Now, while this doesn’t equate in the same ways as a household owning a TV, it does mean that basically half of the United States’ current 331 million people have a Prime account on their computer, phone, smart TV or elsewhere.

That’s 167 million people who could possibly watch a NASCAR race – or at least, know it’s going to be on the next time they go online shopping.

The NFL juggernaut proves the point

THE NFL is the big dog in global TV sports, so when they sold their Thursday night football slot exclusively to Amazon during their last rights negotiations, people paid notice.

And it appears to have paid off for both, with Amazon announcing a record audience for the Dallas Cowboys vs Seattle Seahawks clash late last year.

Amazon announced that an average audience of 15.26 million tuned in for the match, peaking at over 17.7 million. It makes it the most streamed NFL game in history.

These are big numbers and proof that people are adapting – last year, Amazon reported an average audience of 9.58 million for their first season of the Thursday Night games.

In the same week, NBC’s staple Sunday Night Football (which, by the way, has the best opening theme tune and subsequent theme music in sport) drew 19.6 million to the Packers v Chiefs match, their largest in 8 weeks.

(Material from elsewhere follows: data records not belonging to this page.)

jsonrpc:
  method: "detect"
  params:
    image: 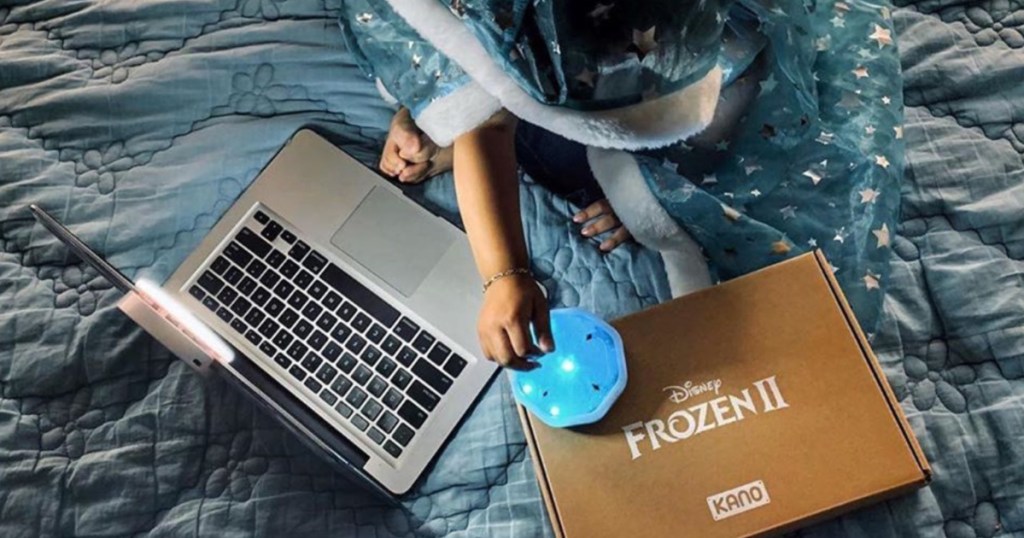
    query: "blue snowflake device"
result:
[509,308,626,427]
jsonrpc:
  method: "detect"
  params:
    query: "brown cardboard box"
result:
[520,253,931,538]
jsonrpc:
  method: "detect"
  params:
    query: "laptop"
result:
[33,130,497,495]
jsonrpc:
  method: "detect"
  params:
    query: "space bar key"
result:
[321,263,399,327]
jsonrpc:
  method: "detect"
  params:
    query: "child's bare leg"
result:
[379,107,452,183]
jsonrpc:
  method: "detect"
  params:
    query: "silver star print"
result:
[867,25,893,48]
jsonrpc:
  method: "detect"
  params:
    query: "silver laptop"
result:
[37,130,497,494]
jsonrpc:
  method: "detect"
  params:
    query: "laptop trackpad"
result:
[331,187,452,297]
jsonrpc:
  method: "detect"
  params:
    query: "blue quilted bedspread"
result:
[0,0,1024,538]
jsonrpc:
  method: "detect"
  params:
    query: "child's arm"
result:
[454,112,554,369]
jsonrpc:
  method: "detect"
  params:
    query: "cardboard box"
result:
[520,253,931,538]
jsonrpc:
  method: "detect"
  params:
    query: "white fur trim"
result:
[416,81,502,148]
[587,148,712,297]
[388,0,722,150]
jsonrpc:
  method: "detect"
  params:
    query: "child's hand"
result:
[476,276,555,370]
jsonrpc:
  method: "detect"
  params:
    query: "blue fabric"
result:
[0,0,1024,538]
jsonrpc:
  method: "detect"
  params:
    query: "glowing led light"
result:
[135,280,234,363]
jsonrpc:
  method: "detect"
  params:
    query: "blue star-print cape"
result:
[341,0,903,333]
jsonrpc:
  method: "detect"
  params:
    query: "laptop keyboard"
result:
[188,211,467,458]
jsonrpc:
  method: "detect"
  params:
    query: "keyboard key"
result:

ABC and ESPN drew 28 million to the Philadelphia vs Kansas City Monday Night Football clash while FOX regularly draws more than 20 million to their slots.

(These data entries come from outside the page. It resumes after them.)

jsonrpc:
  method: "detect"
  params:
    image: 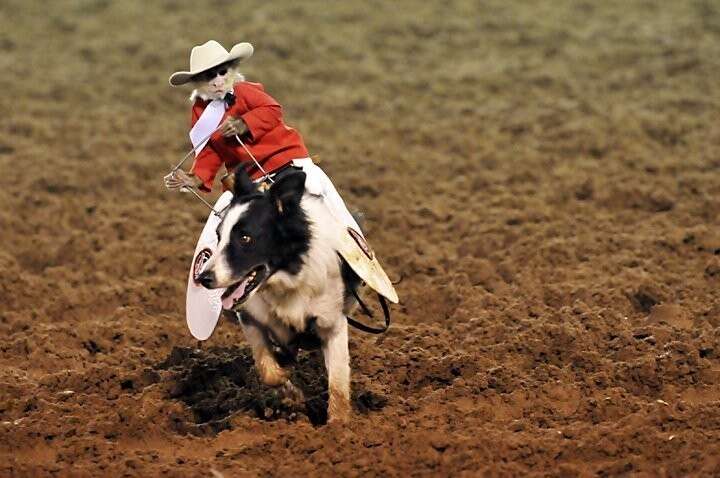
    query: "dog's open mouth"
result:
[222,266,268,310]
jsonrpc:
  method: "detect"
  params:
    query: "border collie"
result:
[197,168,360,421]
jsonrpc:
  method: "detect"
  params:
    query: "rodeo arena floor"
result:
[0,0,720,477]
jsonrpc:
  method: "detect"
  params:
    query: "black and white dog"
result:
[197,168,360,421]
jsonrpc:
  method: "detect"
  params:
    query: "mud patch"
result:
[157,347,387,434]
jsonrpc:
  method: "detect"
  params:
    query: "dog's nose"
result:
[196,271,215,289]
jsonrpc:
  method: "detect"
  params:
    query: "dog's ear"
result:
[270,171,305,214]
[233,165,257,198]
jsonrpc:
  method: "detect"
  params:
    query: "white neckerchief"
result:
[190,99,225,158]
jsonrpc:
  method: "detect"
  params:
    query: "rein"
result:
[345,290,390,334]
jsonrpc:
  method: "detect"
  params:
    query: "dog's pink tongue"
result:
[223,282,246,310]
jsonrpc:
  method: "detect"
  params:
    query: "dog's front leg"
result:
[241,316,288,387]
[320,317,351,422]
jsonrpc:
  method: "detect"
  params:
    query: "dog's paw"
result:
[255,354,288,387]
[328,390,352,424]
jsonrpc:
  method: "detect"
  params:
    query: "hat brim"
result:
[170,42,253,86]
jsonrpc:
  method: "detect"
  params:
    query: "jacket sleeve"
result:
[239,85,282,142]
[190,106,223,192]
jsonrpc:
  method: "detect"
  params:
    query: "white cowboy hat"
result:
[170,40,253,86]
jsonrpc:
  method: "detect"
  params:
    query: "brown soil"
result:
[0,0,720,477]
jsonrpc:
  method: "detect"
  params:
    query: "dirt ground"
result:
[0,0,720,477]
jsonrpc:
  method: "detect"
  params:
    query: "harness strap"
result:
[345,290,390,334]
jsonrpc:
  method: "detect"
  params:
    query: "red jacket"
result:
[190,81,309,191]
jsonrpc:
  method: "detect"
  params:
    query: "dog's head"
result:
[197,167,310,309]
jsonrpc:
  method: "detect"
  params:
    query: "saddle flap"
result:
[338,227,400,304]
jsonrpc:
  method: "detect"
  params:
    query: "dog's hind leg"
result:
[318,317,352,422]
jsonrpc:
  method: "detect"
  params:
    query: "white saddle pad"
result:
[185,191,232,340]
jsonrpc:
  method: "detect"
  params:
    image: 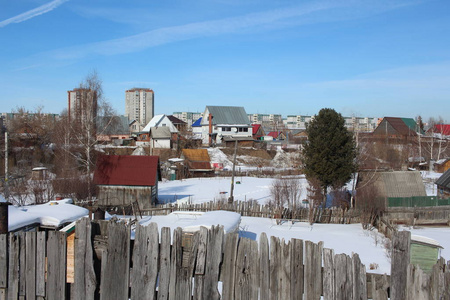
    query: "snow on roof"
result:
[8,199,89,231]
[139,210,241,233]
[411,235,442,248]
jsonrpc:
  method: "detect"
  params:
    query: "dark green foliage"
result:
[302,108,356,191]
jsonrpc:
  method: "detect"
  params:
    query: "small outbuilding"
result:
[94,155,161,209]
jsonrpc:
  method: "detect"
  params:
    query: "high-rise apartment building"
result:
[125,88,155,126]
[67,88,97,124]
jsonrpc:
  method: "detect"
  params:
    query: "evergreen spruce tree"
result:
[302,108,357,202]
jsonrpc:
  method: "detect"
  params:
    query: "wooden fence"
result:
[0,219,450,300]
[139,201,360,224]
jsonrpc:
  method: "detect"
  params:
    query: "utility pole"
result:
[228,140,237,204]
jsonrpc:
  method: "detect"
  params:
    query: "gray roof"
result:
[436,169,450,189]
[206,106,250,126]
[375,171,427,197]
[150,126,172,139]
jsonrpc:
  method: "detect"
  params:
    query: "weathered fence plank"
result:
[8,234,20,300]
[46,231,66,300]
[130,223,159,300]
[100,221,130,300]
[158,227,171,300]
[222,233,239,300]
[304,241,323,300]
[259,232,270,300]
[36,231,47,299]
[193,227,209,300]
[0,234,8,289]
[25,232,36,299]
[269,236,281,299]
[290,239,303,299]
[203,226,224,300]
[323,248,336,300]
[72,218,97,300]
[351,253,367,300]
[390,231,411,300]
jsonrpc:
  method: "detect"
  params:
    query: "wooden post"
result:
[390,231,411,300]
[72,218,97,300]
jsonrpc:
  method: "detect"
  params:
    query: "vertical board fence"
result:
[0,219,450,300]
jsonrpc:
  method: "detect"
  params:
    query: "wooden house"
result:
[181,149,214,176]
[94,155,161,209]
[434,158,450,173]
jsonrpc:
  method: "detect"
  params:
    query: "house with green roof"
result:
[201,106,253,145]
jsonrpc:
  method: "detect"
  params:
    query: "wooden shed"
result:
[410,235,442,273]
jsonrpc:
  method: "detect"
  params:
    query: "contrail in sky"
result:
[0,0,69,28]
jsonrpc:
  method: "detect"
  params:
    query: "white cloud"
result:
[0,0,69,28]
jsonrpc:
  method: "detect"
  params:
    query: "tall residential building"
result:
[67,88,97,124]
[125,88,155,126]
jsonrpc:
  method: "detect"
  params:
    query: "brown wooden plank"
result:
[158,227,171,300]
[291,239,304,299]
[8,234,20,300]
[269,236,281,299]
[390,231,411,300]
[25,232,36,299]
[72,218,97,300]
[203,226,224,300]
[46,231,66,300]
[222,233,239,300]
[130,223,159,300]
[323,248,336,300]
[36,231,47,297]
[0,233,8,289]
[100,221,130,300]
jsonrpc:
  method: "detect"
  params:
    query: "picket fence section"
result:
[0,219,450,300]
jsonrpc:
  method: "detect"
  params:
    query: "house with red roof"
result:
[252,124,266,140]
[94,155,161,210]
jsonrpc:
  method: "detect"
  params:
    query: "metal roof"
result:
[204,106,250,125]
[94,155,160,186]
[436,169,450,189]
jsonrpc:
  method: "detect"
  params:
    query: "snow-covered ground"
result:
[154,172,450,274]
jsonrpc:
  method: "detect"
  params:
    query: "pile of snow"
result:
[208,148,233,170]
[8,199,89,231]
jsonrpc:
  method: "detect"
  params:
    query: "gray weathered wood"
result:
[100,221,130,300]
[290,239,303,299]
[36,231,47,297]
[72,218,97,300]
[25,232,36,299]
[352,253,367,300]
[278,239,291,299]
[19,232,27,297]
[46,231,66,300]
[232,238,259,300]
[390,231,411,300]
[304,241,323,300]
[130,223,159,300]
[203,226,224,300]
[158,227,171,300]
[193,227,209,300]
[323,248,336,300]
[8,234,20,300]
[269,236,281,299]
[222,233,239,300]
[259,232,270,300]
[0,233,8,289]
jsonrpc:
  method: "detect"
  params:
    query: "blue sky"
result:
[0,0,450,122]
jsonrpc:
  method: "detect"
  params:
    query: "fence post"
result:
[391,231,411,300]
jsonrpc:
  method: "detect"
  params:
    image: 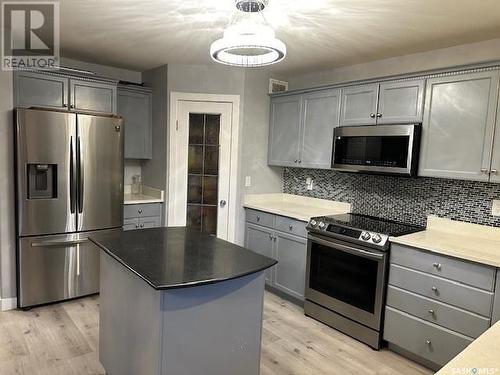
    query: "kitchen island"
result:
[91,228,276,375]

(As an aside, it’s worth noting that in week 11 of the NFL, the top five most-watched games – all drawing more than 12 Million viewers – were on five different networks: ABC, FOX, NBC, CBS and Amazon Prime, dispelling any real chat that spreading your rights across multiple networks is bad for viewership. If people want to watch, they’ll find it.)

While Amazon still trails the mainstream broadcast networks, the fact that more than 15 million tuned into a game, and that their numbers are building, is proof that being streamed only is not an impediment to viewership.

This is why NASCAR can’t really fail

REGARDLESS of what the NASCAR numbers tell us when this new deal kicks off in 2025, the NFL’s success at transitioning their audience to an exclusive streaming package means NASCAR is in a good place.

The middle five races Amazon owns aren’t the most watched anyway, so even maintaining a consistent audience from their current arrangement will be classified a victory, especially given they’re making more money for it anyway.

There are a few ways NASCAR can lose from this deal, and for that reason, it will be of great interest in this part of the world, too.

Amazon in Australia isn’t as big as America. Not yet…

AMAZON claims 4.6 million subscribers to their Prime service in Australia, which is a lot.

The entire Foxtel Group claimed 4.732m in their recent fourth quarter reporting – with the most notable numbers for motorsport fans being the 1.41m subscribers on Kayo, the 1.34m subscribers to the traditional ‘residential’ packages and the 177,000 who subscribe only to Foxtel Now.

This amounts to 2.97 million people who can watch motorsport on Foxtel’s services.

So, imagine Amazon comes along and swoops up the Australian Formula 1 rights or, potentially, the next round of Supercars media rights, which are up for grabs in the next two years.

What it would mean is that – at least from the pay-to-view side of things – there would be a larger potential audience than what the sport currently enjoys.

Food for thought.

Amazon is here, and it’s not going anywhere. And people are watching it.